1850s Empire

1850s Empire

A bed isn’t simply a bed. It’s a refuge. Considering we spend at least a third of our life in bed, we should spend more time choosing just the right one.  I happened across mine in Ecseri market… the headboard and footboard were just lying up against a wall. It didn’t look like much at first glance and, as with all good things, a little closer inspection revealed much.

Each corner is embossed with a rather intricate metal figurine. The inlaid design on the footboard is rather lovely, as it the headboard itself. It was missing its original latts, although the mahogany frame was still in good nick. It’s not an Ikea-mattress size. At 140cm x 190cm, it’s slight shorter than your average bed, but then, I’m slightly shorter than your average basketball player (and the only basketball player I know is a 76-year-old Jesuit priest!)

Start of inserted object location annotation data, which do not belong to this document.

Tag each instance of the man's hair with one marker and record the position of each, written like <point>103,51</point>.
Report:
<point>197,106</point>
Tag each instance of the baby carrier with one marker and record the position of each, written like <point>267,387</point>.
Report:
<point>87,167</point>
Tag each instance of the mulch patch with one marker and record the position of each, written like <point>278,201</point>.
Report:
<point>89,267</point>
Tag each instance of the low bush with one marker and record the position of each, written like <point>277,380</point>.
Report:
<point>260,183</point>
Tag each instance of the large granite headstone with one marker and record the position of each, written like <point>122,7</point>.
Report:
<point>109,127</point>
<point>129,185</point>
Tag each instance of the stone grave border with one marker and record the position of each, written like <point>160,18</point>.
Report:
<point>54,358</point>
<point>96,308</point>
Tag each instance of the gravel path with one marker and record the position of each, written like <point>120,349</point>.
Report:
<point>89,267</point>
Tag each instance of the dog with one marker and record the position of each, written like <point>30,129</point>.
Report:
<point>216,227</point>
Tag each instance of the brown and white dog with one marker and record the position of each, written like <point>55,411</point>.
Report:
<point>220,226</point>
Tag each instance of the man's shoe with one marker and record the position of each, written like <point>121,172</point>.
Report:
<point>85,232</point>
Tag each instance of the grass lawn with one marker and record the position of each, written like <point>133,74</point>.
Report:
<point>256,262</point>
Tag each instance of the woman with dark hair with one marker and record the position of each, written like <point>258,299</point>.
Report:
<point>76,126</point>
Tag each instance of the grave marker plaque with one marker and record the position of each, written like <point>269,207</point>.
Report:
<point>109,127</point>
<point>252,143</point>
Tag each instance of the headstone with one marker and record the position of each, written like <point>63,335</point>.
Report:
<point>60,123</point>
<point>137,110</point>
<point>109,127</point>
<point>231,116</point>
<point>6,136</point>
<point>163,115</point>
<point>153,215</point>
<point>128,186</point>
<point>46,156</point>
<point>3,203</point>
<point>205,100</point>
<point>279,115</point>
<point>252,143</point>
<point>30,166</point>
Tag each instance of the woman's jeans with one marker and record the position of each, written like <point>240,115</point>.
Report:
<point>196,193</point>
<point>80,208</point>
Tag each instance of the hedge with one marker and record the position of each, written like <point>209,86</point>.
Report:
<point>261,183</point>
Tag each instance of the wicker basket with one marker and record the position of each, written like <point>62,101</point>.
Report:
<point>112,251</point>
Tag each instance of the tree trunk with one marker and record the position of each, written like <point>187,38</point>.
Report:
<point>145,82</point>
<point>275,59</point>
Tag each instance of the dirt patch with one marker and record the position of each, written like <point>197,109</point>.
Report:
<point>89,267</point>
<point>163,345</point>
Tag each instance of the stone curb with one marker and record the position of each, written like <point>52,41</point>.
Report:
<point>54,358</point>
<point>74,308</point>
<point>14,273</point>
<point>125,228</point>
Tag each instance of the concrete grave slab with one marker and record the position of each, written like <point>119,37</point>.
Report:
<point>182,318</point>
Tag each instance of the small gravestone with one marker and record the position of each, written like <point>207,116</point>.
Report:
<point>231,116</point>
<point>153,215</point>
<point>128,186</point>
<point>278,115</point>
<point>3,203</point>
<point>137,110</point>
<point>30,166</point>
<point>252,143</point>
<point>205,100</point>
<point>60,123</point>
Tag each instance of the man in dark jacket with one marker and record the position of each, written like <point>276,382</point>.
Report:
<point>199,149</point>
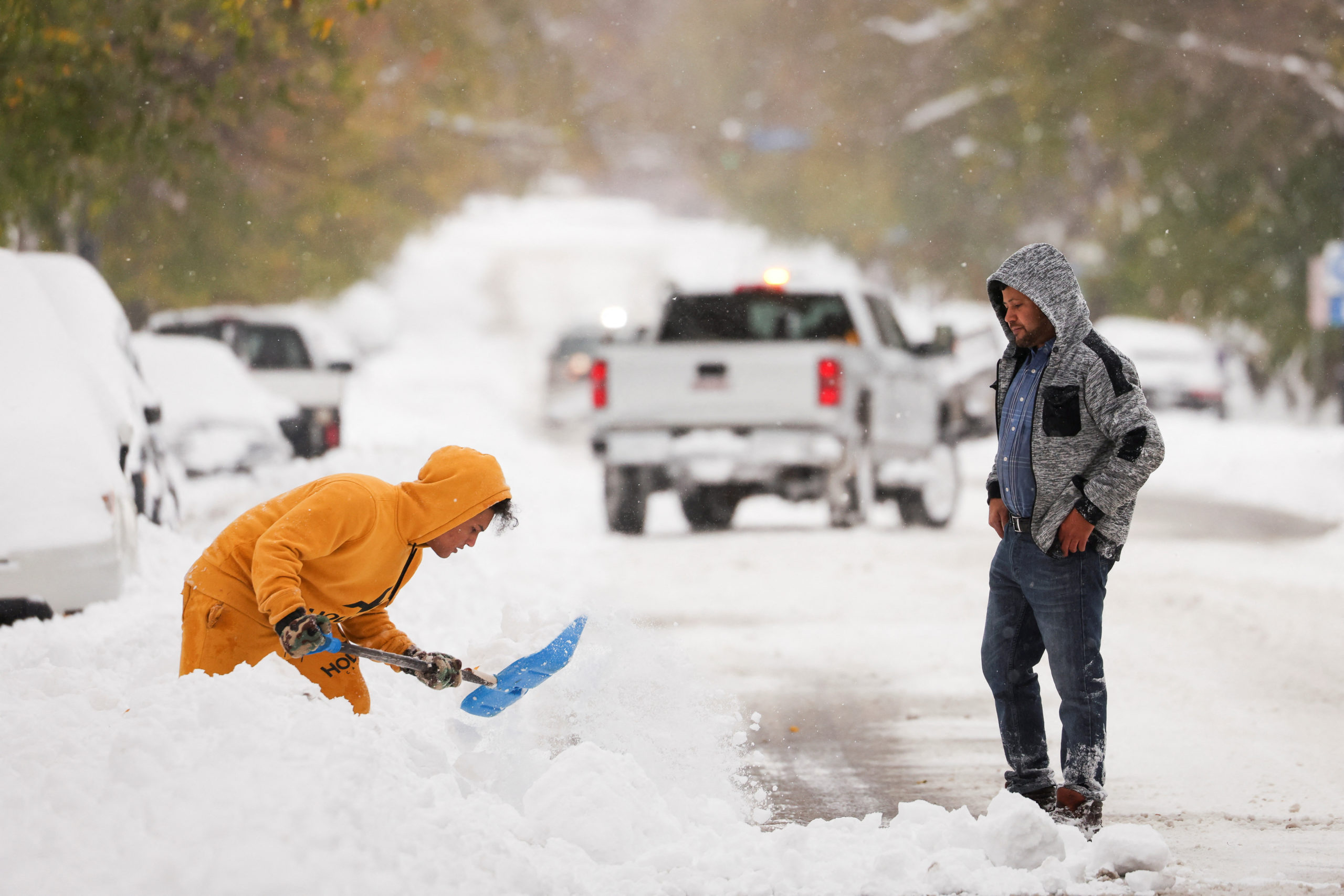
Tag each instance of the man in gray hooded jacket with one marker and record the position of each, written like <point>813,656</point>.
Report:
<point>1076,444</point>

The footboard is curved, arc-like, which gives it a lovely shape – a lot more interesting that the usual straight-sided offerings. I loved it and didn’ t have a doubt in the world that I should take it home. I had some latts made and my very good friend MI worked her usual magic and found me just the right-sized mattress in some town outside Budapest. The saints were indeed smiling on me the day I met Ms M. The bed, having come in so many parts, finally came together last Tuesday.
And that’s when I last had a good night’s sleep. Tuesday night, after about an hour of twisting and turning, I was overcome by a fiece sense of anxiety bordering on sheer terror. I’m not given to hearing footsteps in the night so the urge I had to triple lock the front door and put the chain on took me by surprise. I pulled out ye olde trustworthy crystal and did a bit of divining. The bed had had a happy history – no major deaths or dismemberments. But it was facing the wrong way. Now, despite the fact that my neighbours and I are not on ‘pop in for a coffee’ terms, I still have some sense of civic duty and didn’t feel that 3am was the time to start shifting furniture. But first thing Wednesday morning, I moved the bed.
Wednesday night, I slept. No getting up in the middle of the night. I slept straight through and when I woke I was exhausted. I felt as if I’d had a fortnight on the tear. Thankfully, my 7.30am class had cancelled on me. Thursday night was no better. Friday, the shamanic Jeremiah D came to visit for the weekend. He may as well have been riding a white horse and wearing a suit of armour! When he spent some time in the room, he felt the energy and whilst not bad, it was definitely strong. On Saturday, after yet another restless night, we had a clearing ceremony: those lost souls crossed over, out the window, and on to the other side.
Sunday morning, I awoke at 4.30am (after two and a half hours’ sleep) and felt fully rested. I could have gotten up and started my day. I slept again and awoke at 7.30 feeling energised and awake. I’ve visitors this week so am camping out in the study. It’ll be Thursday before I get to sleep there again and this time, I hope to bask in the glow of the new csillár and enjoy a solid night’s sleep. I might even dream of those who have slept there before me… 150 years makes for a lot of stories!